Given my unpredictable mood of late, I was literally given a “time out” by my boss. I was given a day off. Another red flag, but one that motivated me to sit down for blood work at One Medical. It was time to do something. Anything. It was months overdue. I was told by the phlebotomist that I’d get my results in about a week or so.
I received this email 24 hours later.
I’d just visited my shrink when I received Dina’s note. After the first two reads, all I could see was the words “Blindness,” “Kidney Failure,” “Heart Attacks” and “Strokes.” I felt nothing as I sat in my car in that parking lot off Wilshire Blvd. I turned the ignition, put the car in reverse, drove off the lot… and went straight to 7-11 to buy a Super Big Gulp filled with Fuze Raspberry Iced Tea for the trip home.
A new shade of anger has set in. Anger that I am in this square. Again. I am angry at myself. Again. I am sick. Sick, tired, and scared. It sounds like an ambulance chasing law firm. The office of Sick, Tired and, Scared. I can only imagine their rates.
Alan asked me earlier last week if I was looking at death as a means of avoiding dealing with a few situations in my personal life. Of course, I said, “No.” But as I write this diary entry now, I realize, some truth exists to the question he posed. Yes, I would rather be dead than have to deal with what is happening in my life at the moment. I don’t know this person I’ve become. I know the behaviors very well, but not the individual. When did fear and anxiety become my defining characteristics? How did I let myself become so afraid that I’ve immobilized myself?

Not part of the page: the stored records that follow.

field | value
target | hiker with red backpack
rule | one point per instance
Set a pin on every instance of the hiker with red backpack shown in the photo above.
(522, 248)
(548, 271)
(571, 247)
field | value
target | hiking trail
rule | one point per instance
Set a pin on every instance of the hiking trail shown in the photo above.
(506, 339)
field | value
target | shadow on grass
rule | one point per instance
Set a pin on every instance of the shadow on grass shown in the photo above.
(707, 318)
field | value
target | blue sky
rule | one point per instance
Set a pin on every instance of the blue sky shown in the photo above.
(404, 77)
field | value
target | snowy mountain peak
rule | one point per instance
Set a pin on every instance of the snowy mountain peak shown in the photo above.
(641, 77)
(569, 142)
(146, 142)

When I began my career in the film industry, if doors were closed in front of me, I’d either knock them down or find another way in. I don’t do that anymore. This is beyond complacency. What I feel is a form of terror. I’d prefer leading myself to a stroke, heart attack or worse than to deal with a crisis point. That is suicide.
Friends of mine have lost loved ones this year to health issues that we are able to control. It isn’t just a question of age. We know eating better, taking a bit of exercise, and thinking healthy are the sure-fire ways to live a healthier life. Genetics only account for a portion of the reason for illnesses like diabetes and heart disease. We can get BETTER. But it takes focus and control, two things that people like me, who live with an addiction to poor food choices and insolence, struggle to engage.

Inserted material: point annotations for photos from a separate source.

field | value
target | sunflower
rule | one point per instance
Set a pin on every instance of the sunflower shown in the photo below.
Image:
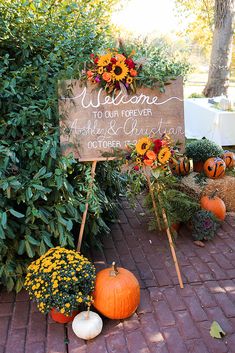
(129, 80)
(104, 60)
(120, 71)
(143, 145)
(148, 162)
(151, 155)
(164, 155)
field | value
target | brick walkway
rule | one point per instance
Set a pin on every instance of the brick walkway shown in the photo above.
(168, 320)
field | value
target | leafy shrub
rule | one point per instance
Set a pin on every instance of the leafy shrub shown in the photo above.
(201, 150)
(204, 224)
(42, 193)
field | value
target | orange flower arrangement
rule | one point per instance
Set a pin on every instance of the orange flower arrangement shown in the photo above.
(113, 71)
(150, 152)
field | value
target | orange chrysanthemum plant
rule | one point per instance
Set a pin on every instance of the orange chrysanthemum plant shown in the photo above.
(114, 71)
(150, 153)
(60, 279)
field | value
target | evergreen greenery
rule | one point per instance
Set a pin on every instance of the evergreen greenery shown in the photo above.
(201, 150)
(42, 193)
(204, 225)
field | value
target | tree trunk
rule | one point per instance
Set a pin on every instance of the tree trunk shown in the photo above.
(221, 53)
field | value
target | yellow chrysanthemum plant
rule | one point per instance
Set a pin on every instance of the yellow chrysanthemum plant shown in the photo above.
(151, 153)
(61, 279)
(114, 71)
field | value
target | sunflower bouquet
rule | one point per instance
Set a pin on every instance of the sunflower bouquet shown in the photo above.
(114, 71)
(153, 153)
(60, 279)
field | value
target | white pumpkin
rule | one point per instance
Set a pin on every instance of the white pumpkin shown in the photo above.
(87, 325)
(225, 103)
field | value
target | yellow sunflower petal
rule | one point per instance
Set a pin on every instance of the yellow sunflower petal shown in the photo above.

This anxiety, which has only been amplified thanks to the Trumpist Age, cannot swallow me whole. I haven’t felt so alone as I do right now, even if I do live in a crowd. Taking solace in knowing just how MANY people are desperate at this moment isn’t enough anymore. But, I do know who I can trust with these feelings, even if I’ve worn out my welcome with this story. I dig my heels into the ground the minute most people offer me advice to “get better” or “smile” or “stop reading the news.” If you knew how much I love shoes, such behavior has no place in my adult life anymore. I’m not a child and being stroppy about anything in this life is beyond idiotic.
This self-destruction must end in a way that doesn’t require my mortality. I need to get my shit together. I need to start thinking healthy again. I need to at least LIKE myself again. Otherwise, this diary will live on as an obituary or a cautionary tale. Take your pick.
I will be seeing my physician this week to review the lab results and put together a medical strategy that will play a role in getting my numbers to safer levels. I am tracking my food intake on the Weight Watchers app. I am being proactive. This doesn’t resolve the bigger issue that is a key reason why I’ve lost control, though. I’ll begin with this first truth, this first salvo in positive thinking:
It isn’t betrayal, my wanting to tell the people close to me, that I want to change my life before this situation kills me.
Being a child of the 80s, the message of having it all seemed so easy to process. You went to school. You received a degree. You landed that dream job. Life was set. Easy peasy. Right?
Sort of?
I went to three schools, no degree. I did land a dream job, several. Life has been rather complicated thanks to my lack of financial restraint and other demons I have yet to truly conquer. But I’m trying, dammit. I’m trying.
I made a comment to my boss about making it only to “the middle.” Of course, he was annoyed that I am inferring that all of my hard work as a producer since 1999 only carried me as far as his company. That’s not why I meant. Not in the least. I’ve never felt more creative or expressed myself as well as I do as an interviewer these days. Hell, I tend to get a hug after every interview these days. Even from the men.
So what the fuck? Why do I feel like the sky is falling every damn day?
I’m single. Who isn’t?
I’m fat. Who isn’t?
My dad is dying.
Is it too late to change careers? Am I lying to myself thinking I can set up shop at the Vogue offices of London or Mexico City?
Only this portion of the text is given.